The Bill gives enforcement agencies a limited power of examination in reference to individual persons, as long as the agency has grounds to suspect a specific offence has been or will be committed, and that the person possesses relevant information. This would be contrary to the privilege against self-incrimination in many situations. The Commission wanted the definition of information limited to "assessments of complex documents for fraud purposes" to try and protect people from unjust self-incrimination.
Although freedom of expression must always be balanced against other competing public interests, it is an important feature in New Zealand's democracy. The provisions of the Bill conflict most with freedom of expression in relation to the press. Confidentiality of sources is a key journalistic principle, however the Bill warrants searches to determine those sources. The Commission considered that a presumption should be included in the legislation against journalists being subject to the search provisions. The Commission also recommended that a provision be added to the legislation which requires all agencies to act only in accordance with human rights values when exercising their search and surveillance powers. A purpose clause was included by the Justice and Electoral Committee to ensure that existing rights found in the New Zealand Bill of Rights Act 1990, the Privacy Act 1993 and the Evidence Act 2006 are all recognized. This inclusion in the final piece of legislation demonstrates the importance of human rights values "in the context of search and surveillance powers".
In the statement issued by the Attorney-General regarding the Bill's consistency with the Bill of Rights Act, it was reported that the Act would not result in any rights violations.

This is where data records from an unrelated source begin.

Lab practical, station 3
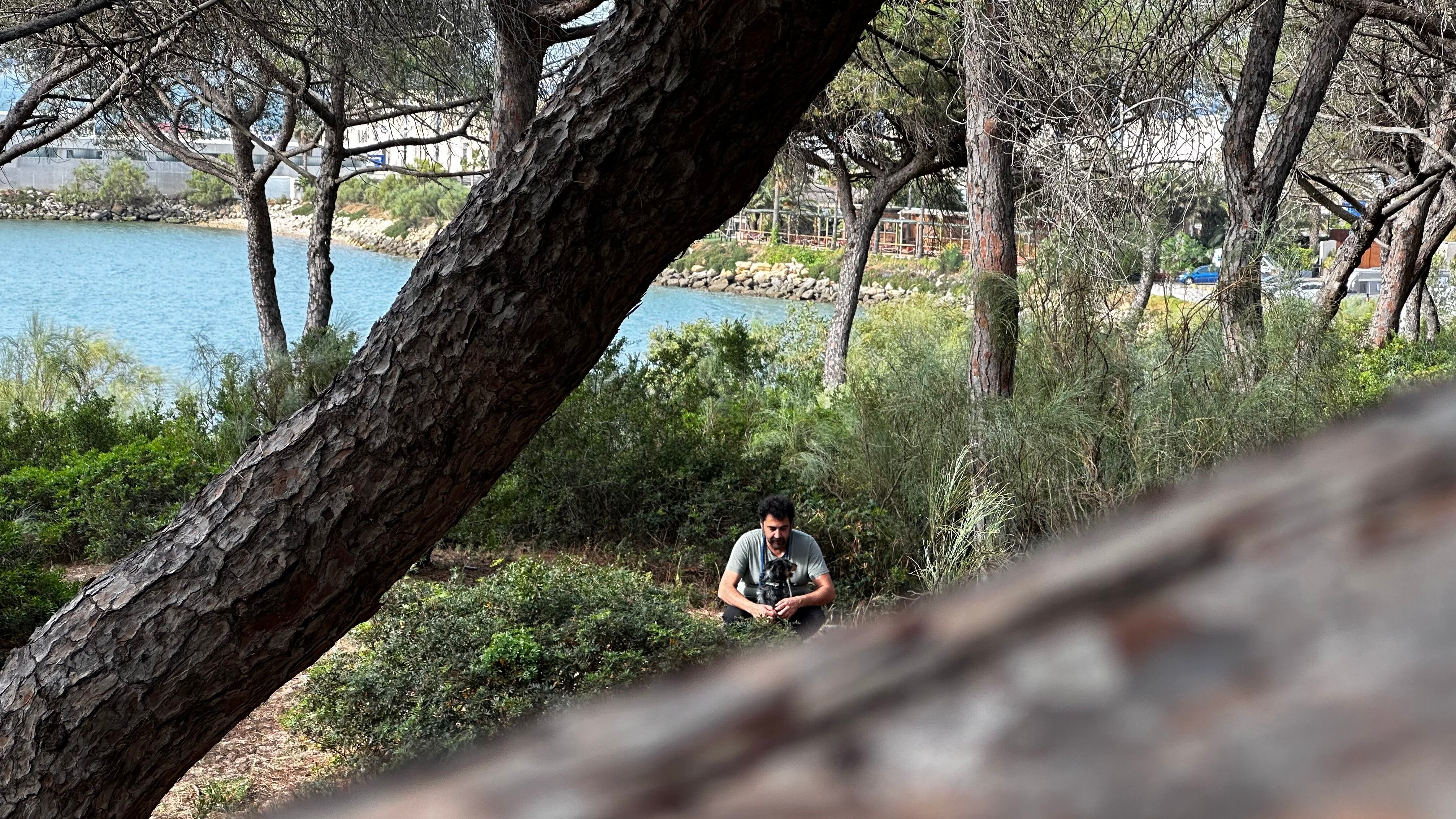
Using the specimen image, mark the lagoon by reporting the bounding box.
[0,220,828,380]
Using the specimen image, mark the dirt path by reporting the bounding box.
[151,672,329,819]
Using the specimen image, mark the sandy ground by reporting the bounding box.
[151,672,329,819]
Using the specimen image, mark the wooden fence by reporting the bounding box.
[719,208,970,259]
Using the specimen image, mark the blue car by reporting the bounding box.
[1178,264,1219,284]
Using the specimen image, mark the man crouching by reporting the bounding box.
[718,495,834,637]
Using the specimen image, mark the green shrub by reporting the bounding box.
[55,159,162,207]
[0,559,79,663]
[196,326,360,462]
[277,558,776,770]
[0,313,162,412]
[0,414,217,561]
[936,245,965,276]
[182,170,237,207]
[453,328,785,568]
[1161,232,1213,274]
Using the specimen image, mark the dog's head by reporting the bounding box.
[763,555,798,583]
[759,555,798,606]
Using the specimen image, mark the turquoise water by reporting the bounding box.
[0,220,827,379]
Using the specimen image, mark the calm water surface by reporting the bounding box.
[0,220,827,379]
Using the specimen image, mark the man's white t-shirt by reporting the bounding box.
[728,529,828,601]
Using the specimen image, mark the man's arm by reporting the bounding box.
[768,571,834,616]
[718,570,775,618]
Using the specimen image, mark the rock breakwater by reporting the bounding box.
[652,262,952,304]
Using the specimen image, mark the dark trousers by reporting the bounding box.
[724,606,824,637]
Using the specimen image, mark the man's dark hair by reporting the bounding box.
[759,495,793,523]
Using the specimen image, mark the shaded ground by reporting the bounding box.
[151,672,330,819]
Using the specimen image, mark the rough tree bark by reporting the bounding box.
[1219,0,1361,369]
[274,386,1456,819]
[491,0,601,168]
[964,0,1020,398]
[1366,190,1437,347]
[0,0,878,819]
[303,113,345,335]
[1300,173,1444,332]
[824,152,946,389]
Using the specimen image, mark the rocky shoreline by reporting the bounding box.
[652,262,954,304]
[0,188,218,224]
[0,190,954,304]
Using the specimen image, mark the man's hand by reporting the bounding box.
[764,589,804,619]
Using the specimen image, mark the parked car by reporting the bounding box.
[1178,264,1219,284]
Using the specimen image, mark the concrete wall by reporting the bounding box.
[0,149,294,198]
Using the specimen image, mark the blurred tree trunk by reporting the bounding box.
[0,0,878,819]
[964,0,1020,398]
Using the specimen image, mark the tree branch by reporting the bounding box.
[0,0,115,45]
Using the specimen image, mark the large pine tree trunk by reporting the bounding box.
[965,0,1020,398]
[303,125,344,334]
[1367,190,1436,347]
[0,0,878,819]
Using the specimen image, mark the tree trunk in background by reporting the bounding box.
[1421,283,1442,335]
[1401,277,1425,341]
[0,0,879,819]
[491,0,550,170]
[1315,217,1384,331]
[964,0,1020,399]
[303,124,344,334]
[1309,203,1321,278]
[1128,230,1164,320]
[230,128,288,360]
[1366,190,1436,347]
[824,205,888,389]
[824,153,941,389]
[1219,0,1361,367]
[237,183,288,360]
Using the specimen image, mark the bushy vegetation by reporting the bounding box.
[451,238,1456,599]
[285,558,775,770]
[182,168,237,207]
[55,159,162,208]
[339,159,470,236]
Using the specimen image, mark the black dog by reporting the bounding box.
[759,555,798,606]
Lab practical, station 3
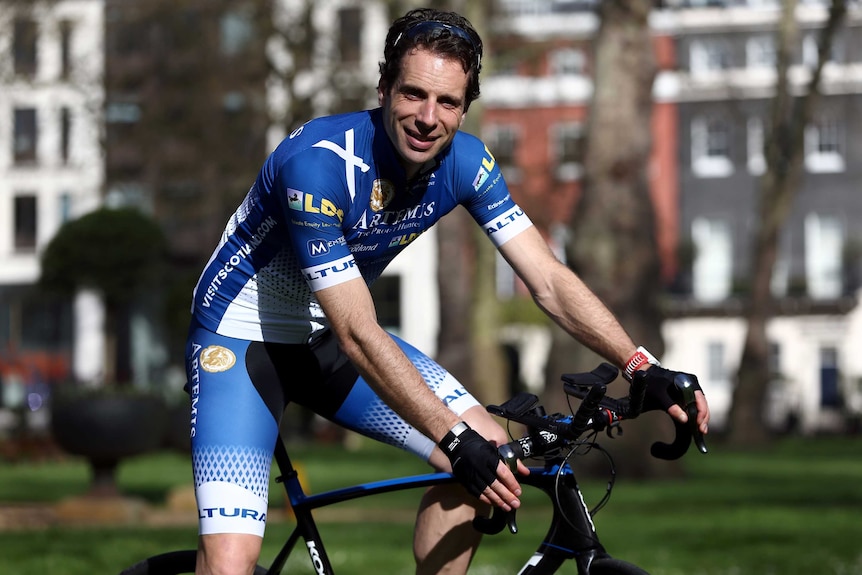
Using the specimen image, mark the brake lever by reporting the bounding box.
[673,373,707,453]
[650,373,707,460]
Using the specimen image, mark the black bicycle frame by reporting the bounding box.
[268,441,607,575]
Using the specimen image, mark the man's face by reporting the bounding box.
[377,49,467,177]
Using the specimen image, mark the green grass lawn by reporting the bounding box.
[0,438,862,575]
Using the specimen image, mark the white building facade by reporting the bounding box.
[0,0,104,394]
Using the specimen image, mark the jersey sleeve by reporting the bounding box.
[277,149,362,291]
[454,134,533,247]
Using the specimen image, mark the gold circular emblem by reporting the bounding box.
[371,180,395,212]
[201,345,236,373]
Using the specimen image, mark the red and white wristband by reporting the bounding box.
[623,346,661,381]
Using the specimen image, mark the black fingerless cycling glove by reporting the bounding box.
[439,423,500,497]
[634,365,703,411]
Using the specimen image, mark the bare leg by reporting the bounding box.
[413,406,507,575]
[195,533,263,575]
[413,485,488,575]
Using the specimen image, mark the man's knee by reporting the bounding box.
[195,533,263,575]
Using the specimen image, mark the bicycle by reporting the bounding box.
[121,363,707,575]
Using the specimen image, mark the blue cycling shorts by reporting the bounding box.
[186,325,479,537]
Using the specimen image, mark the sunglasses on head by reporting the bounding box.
[392,20,482,68]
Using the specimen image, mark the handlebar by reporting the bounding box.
[480,363,707,534]
[487,363,707,469]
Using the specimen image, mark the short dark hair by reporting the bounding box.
[380,8,482,110]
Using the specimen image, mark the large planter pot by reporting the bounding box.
[51,390,168,496]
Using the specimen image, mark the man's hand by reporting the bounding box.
[439,423,521,511]
[635,365,709,434]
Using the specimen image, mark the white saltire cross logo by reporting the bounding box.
[314,128,370,200]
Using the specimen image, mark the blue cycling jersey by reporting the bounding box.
[192,109,531,343]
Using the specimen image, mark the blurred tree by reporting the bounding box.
[39,208,167,384]
[546,0,668,475]
[104,0,272,360]
[729,0,847,445]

The Bill narrowly passed through Parliament by 61 votes to 57, with all of the Opposition voting against, as well as the Māori Party. Case law is likely to determine the scope of the Act in the future, especially in conjunction with s21 of the Bill of Rights Act. Simon Collier wrote in a 2012 article that the Act "is a marked improvement on the previous law in the area of surveillance" and was necessary to properly safeguard rights. There are still varying views on the expansion of search and surveillance powers within this Act.